Patterson might not have completely convinced the late “American Bandstand” host of his youthful state, but the two had more in common than being young at heart. While the 76-year-old Chesterfield resident may be known for his role as a county councilman, Patterson’s other calling has always been music.
He has rooms full of records in his house, so many that the floor has actually cracked under the weight. He also has two tool sheds full of albums, and he fills up some of his free time as a disc jockey.
Patterson found his passion for music back when he actually was a teenager.
After graduating from high school, Patterson used to put on dances in a parking lot between Main and Meridian streets. He’d also go to dances that were for the 18-and-younger crowd.
“I went there so long I was as old as the chaperones,” he said.
And while he grew up for a bit in order to raise his two sons, he couldn’t stay away from hosting. By the early 1980s, he started throwing dance parties featuring oldies favorites.
“That was before you heard '50s and '60s music on the radio again,” Patterson said. “It had faded away.

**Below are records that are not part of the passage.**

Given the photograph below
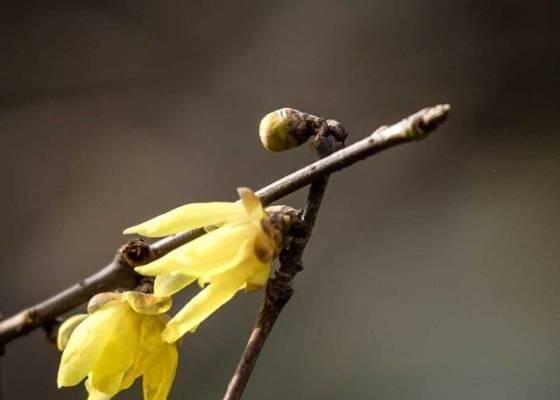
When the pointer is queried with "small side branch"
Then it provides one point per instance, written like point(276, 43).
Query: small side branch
point(279, 289)
point(119, 274)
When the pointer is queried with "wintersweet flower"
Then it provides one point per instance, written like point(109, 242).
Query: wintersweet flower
point(235, 254)
point(118, 341)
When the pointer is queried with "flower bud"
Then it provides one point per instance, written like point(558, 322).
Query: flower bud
point(287, 128)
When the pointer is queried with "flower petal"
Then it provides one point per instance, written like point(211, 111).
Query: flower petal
point(201, 307)
point(158, 378)
point(66, 329)
point(201, 255)
point(167, 284)
point(87, 343)
point(188, 217)
point(148, 304)
point(251, 202)
point(118, 355)
point(95, 394)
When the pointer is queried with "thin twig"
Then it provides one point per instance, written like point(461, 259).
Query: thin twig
point(120, 274)
point(279, 289)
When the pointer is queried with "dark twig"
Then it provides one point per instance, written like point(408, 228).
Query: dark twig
point(279, 289)
point(119, 273)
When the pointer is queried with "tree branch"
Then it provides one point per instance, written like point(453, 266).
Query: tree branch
point(279, 289)
point(119, 274)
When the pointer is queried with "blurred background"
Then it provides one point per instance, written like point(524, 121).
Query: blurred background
point(433, 272)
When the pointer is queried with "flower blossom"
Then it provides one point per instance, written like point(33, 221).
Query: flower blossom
point(116, 343)
point(235, 254)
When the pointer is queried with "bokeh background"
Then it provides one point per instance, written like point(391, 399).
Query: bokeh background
point(433, 272)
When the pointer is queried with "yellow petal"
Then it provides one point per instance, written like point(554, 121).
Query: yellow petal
point(101, 299)
point(158, 378)
point(66, 329)
point(95, 394)
point(201, 307)
point(188, 217)
point(200, 256)
point(148, 304)
point(251, 202)
point(149, 346)
point(87, 343)
point(167, 284)
point(118, 354)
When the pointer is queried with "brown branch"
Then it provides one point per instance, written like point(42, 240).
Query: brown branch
point(119, 274)
point(279, 289)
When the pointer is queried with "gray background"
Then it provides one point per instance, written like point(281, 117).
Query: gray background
point(433, 272)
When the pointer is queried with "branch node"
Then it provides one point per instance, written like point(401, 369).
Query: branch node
point(136, 252)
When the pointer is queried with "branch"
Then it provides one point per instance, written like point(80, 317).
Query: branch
point(119, 274)
point(279, 289)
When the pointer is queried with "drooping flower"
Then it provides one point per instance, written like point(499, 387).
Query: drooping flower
point(118, 341)
point(235, 254)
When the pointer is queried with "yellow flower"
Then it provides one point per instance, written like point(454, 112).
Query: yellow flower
point(117, 342)
point(235, 254)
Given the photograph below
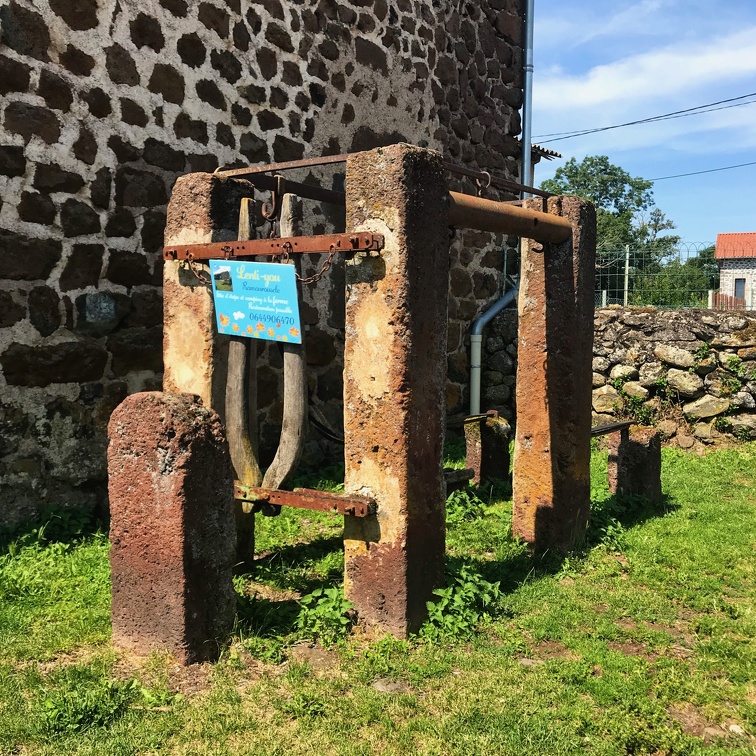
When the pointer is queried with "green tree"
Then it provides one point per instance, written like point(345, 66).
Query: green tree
point(625, 210)
point(678, 284)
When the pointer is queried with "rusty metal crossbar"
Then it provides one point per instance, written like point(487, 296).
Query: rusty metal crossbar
point(307, 498)
point(460, 170)
point(232, 250)
point(603, 430)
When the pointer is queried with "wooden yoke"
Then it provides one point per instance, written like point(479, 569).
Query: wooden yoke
point(294, 425)
point(241, 412)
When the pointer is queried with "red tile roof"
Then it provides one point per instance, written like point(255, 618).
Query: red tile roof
point(735, 245)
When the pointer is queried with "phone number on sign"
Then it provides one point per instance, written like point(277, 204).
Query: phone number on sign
point(278, 319)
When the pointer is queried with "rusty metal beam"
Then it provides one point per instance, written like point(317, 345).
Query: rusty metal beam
point(268, 183)
point(287, 166)
point(460, 170)
point(363, 242)
point(466, 211)
point(307, 498)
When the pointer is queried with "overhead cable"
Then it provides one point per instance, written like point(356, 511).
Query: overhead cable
point(698, 110)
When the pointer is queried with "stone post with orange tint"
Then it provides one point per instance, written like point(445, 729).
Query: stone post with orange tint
point(170, 487)
point(551, 480)
point(394, 384)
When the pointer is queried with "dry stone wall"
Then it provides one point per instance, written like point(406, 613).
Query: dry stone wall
point(692, 373)
point(103, 103)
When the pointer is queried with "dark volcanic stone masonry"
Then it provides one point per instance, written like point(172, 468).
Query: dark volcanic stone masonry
point(104, 104)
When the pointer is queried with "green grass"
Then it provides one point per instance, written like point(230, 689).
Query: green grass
point(643, 642)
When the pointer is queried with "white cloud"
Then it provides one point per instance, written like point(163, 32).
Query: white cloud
point(650, 76)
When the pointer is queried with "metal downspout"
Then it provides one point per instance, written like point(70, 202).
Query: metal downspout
point(476, 345)
point(476, 334)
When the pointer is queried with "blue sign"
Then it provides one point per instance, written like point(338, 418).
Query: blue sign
point(257, 300)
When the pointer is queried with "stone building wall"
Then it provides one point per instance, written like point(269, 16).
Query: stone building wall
point(692, 373)
point(103, 103)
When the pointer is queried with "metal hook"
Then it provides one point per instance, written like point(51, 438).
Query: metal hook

I like to think I brought it back.”
He also regularly performs with his wife, Joyce Patterson, at nursing homes and throughout the community. It’s an additional – and much different – way he can help people in Madison County.
They have a few nursing homes they visit regularly, all for free. The Pattersons refuse to accept money because they feel they’ll be paid in heaven.
Their faith and need to serve people are intertwined, and knowing he can still bring a positive force into people’s lives through music has helped Patterson deal with retirement.
“I’ve loved serving the community as a councilman,” he said. “I enjoy that so much, but I enjoy making people happy through music.”
Patterson said he always had a hard time talking about himself when he ran for office. He'd rather focus on everyone else.
That might just be who he was destined to be. Joyce said Buddy’s mother was onto something from the get go.
“His mama used to say to me, ‘He has always been my Buddy. Most babies come into this world crying. He came in with a smile on his face, and he never quit smiling,’” she said.
Being Buddy has always been ingrained in Patterson. When he was a young kid, he didn’t even realize his legal name was Franklin, although he did eventually have it legally changed.
It’s partly because he brings out the best in people, his wife said.
His service to Madison County residents makes him happy, which keeps him young.
After Patterson bought a sports car, his wife joked that he was going through a midlife crisis. It’s something he welcomed.
“I’m going to live to be 140,” he said smirking.